In a lossless data compress file, the original message can he exactly decoded. Lossless data compression works by finding repeated patterns in a message and encoding those patterns in an efficient manner. For this reason, lossless data compression is also referred to as redundancy reduction. Because redundancy reduction is dependent on patterns in the message. it does not work well on random messages. Lossless data compression is ideal for text. Most of the algorithms for lossless compression are based on the LZ compression method developed by Lempel and Ziv.

Lossless Versus Lossy Compression

  1. Lossless compress schemes are reversible so that the original data can be reconstructed. while lossy schemes accept some loss of data in order to achieve higher compression.
  2. However, lossless data compression algorithms will always fail to compress some files: indeed, any compression algorithm will necessarily fail to compress any data containing no discernible patterns. Attempts to compress data that has been compressed already will therefore usually result in an expansion, as will attempts to compress encrypted data.
  3. In practice, lossy data compress will also come to a point where compressing again does not work, although an extremely lossy algorithm, which for example always removes the last byte of a file, will always compress a file up to the point where it is empty.
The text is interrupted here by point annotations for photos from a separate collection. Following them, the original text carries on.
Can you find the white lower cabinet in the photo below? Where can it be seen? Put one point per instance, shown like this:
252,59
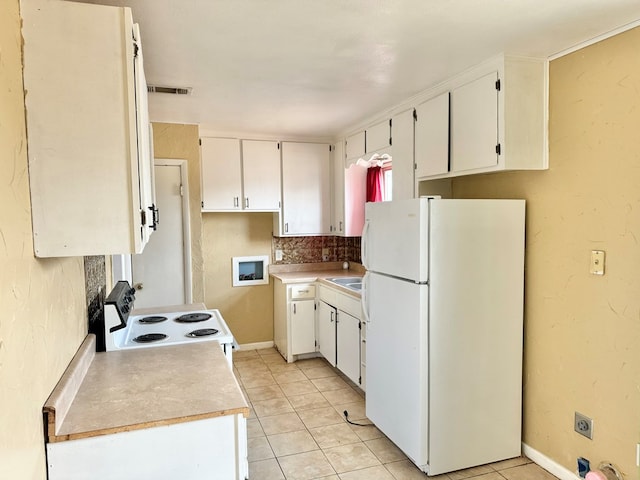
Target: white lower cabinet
303,332
348,345
339,331
327,332
211,448
294,331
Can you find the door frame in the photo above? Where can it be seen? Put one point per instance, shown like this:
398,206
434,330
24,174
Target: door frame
121,268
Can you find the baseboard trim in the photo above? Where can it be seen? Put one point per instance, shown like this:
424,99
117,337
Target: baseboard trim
548,464
255,346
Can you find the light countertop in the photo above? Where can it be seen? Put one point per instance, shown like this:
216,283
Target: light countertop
309,274
126,390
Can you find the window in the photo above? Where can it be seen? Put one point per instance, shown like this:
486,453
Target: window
387,175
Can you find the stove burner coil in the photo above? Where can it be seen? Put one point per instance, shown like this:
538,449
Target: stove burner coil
203,332
152,319
193,317
150,337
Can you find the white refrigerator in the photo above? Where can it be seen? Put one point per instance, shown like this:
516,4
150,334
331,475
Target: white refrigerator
443,301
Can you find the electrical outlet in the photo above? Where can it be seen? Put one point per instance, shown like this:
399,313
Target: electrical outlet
583,425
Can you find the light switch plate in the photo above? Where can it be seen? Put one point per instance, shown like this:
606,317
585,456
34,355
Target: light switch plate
597,262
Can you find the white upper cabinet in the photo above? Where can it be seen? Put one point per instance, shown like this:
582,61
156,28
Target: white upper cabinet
221,172
498,121
355,146
403,157
474,125
89,146
378,137
306,189
261,175
432,137
236,178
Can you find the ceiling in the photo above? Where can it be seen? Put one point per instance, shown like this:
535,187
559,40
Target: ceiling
315,68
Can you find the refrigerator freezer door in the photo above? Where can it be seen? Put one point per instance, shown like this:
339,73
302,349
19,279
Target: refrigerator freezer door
396,375
395,239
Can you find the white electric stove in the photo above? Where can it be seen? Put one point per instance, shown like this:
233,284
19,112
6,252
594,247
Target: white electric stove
124,330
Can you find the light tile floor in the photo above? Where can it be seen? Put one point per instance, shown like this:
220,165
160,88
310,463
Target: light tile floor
297,430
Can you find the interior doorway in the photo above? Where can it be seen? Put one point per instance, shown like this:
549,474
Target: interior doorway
161,274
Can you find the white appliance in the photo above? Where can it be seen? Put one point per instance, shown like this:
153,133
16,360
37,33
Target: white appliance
124,329
443,300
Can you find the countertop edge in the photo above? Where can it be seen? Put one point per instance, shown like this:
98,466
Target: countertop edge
319,276
244,411
57,405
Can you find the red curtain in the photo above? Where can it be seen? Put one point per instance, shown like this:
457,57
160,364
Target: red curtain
375,179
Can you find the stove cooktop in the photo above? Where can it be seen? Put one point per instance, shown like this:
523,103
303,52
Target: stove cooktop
143,331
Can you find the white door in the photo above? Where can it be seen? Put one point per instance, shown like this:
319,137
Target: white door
432,137
261,175
161,275
474,124
397,374
395,238
306,188
303,332
221,174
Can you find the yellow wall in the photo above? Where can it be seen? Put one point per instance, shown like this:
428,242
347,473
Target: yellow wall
247,310
582,332
181,142
43,303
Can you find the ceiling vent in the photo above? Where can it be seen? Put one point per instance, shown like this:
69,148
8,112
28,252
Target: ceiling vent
170,90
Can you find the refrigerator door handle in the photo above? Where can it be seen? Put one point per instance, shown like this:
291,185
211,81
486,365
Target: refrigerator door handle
363,247
363,297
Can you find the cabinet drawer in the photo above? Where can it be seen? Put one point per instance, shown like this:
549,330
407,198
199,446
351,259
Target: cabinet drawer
299,292
350,305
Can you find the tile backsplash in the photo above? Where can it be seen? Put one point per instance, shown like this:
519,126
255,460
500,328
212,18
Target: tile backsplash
310,249
95,285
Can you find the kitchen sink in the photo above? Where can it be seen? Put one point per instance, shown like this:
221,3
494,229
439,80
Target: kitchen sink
353,283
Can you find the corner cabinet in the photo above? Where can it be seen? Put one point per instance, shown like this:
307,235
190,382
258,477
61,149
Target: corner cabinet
88,132
491,118
306,190
339,328
240,175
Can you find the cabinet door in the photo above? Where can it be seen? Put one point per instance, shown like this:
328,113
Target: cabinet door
354,146
337,190
221,174
432,137
327,332
280,317
348,345
403,171
261,175
378,137
474,124
303,332
306,189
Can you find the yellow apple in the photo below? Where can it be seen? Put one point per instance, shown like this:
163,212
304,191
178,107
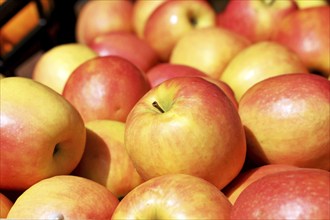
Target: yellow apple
105,159
41,134
208,49
56,65
64,197
257,62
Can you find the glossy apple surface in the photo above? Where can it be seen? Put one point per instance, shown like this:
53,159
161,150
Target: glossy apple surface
174,196
280,112
65,197
306,32
126,45
208,49
254,20
294,194
235,187
106,88
42,134
186,125
105,159
99,17
172,19
257,62
56,65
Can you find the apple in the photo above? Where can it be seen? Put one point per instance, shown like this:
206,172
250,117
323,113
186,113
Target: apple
55,66
105,159
126,45
5,205
186,125
235,187
172,19
306,32
254,19
64,197
105,88
174,196
257,62
142,9
98,17
293,194
42,134
280,112
164,71
208,49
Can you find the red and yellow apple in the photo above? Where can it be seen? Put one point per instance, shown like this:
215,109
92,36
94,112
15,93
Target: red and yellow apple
294,194
126,45
287,120
257,62
105,88
99,17
186,125
306,32
256,20
208,49
42,134
174,196
55,66
64,197
105,159
172,19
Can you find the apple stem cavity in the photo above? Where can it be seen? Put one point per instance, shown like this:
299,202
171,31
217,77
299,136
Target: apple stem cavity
156,105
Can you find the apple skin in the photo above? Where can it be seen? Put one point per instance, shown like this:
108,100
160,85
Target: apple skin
174,196
164,71
64,197
42,134
306,32
278,117
172,19
56,65
254,19
105,159
141,11
99,17
235,187
127,45
294,194
200,132
257,62
208,49
5,205
106,88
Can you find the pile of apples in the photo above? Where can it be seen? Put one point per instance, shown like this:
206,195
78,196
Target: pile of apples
170,109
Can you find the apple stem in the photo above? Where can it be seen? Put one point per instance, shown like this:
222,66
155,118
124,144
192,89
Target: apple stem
156,105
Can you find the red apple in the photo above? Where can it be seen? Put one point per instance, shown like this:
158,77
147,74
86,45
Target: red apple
98,17
64,197
186,125
307,32
287,120
294,194
257,62
142,9
105,159
172,19
235,187
41,133
174,196
126,45
5,206
256,20
106,88
208,49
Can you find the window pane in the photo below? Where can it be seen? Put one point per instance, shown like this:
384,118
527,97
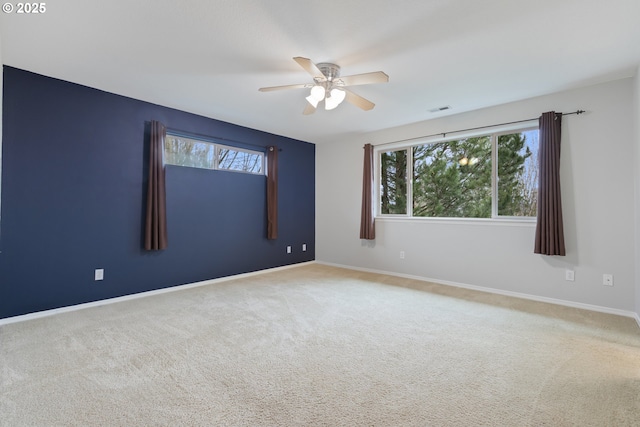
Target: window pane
393,182
518,173
453,178
240,160
188,152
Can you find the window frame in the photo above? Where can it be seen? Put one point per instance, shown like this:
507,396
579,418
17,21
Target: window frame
217,147
494,132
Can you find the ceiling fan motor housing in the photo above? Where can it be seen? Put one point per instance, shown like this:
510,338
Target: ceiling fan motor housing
330,71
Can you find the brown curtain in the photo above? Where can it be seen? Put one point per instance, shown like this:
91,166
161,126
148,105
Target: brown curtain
549,227
367,221
155,237
272,192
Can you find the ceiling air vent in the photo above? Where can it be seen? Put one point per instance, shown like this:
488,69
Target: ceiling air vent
437,110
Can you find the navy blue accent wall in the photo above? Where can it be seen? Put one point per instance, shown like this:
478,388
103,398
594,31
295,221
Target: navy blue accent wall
73,199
An example of lossless vs. lossy compression is the following string:

25.888888888

This string can be compressed as:

25. [9] 8

Interpreted as, “twenty five-point 9 eights”, the original string is perfectly recreated, just written in a smaller form.

In a lossy system, using 26 instead, the original data is lost, at the benefit of smaller file size.

Advantages and Disadvantages

  1. Compression is useful because it helps reduce the consumption of expensive resources. such as hard disk space.
  2. Compression is also useful because it helps to reduce the transmission bandwidth (computing).
  3. On the downside, compressed data must be decompressed to be used. this extra processing may be detrimental to some applications.
  4. For instance, a compression scheme for video may require expensive hardware for the video to be decompressed fast enough to be viewed as its being decompressed. The option of decompressing the video in full before watching it may be inconvenient and requires storage space for the decompressed video.
  5. The design of these schemes, therefore, involves trade-offs among various factors. including the degree of compression. The amount of distortion introduced (for the lossy scheme), and the computational resources required to compress and uncompress the data.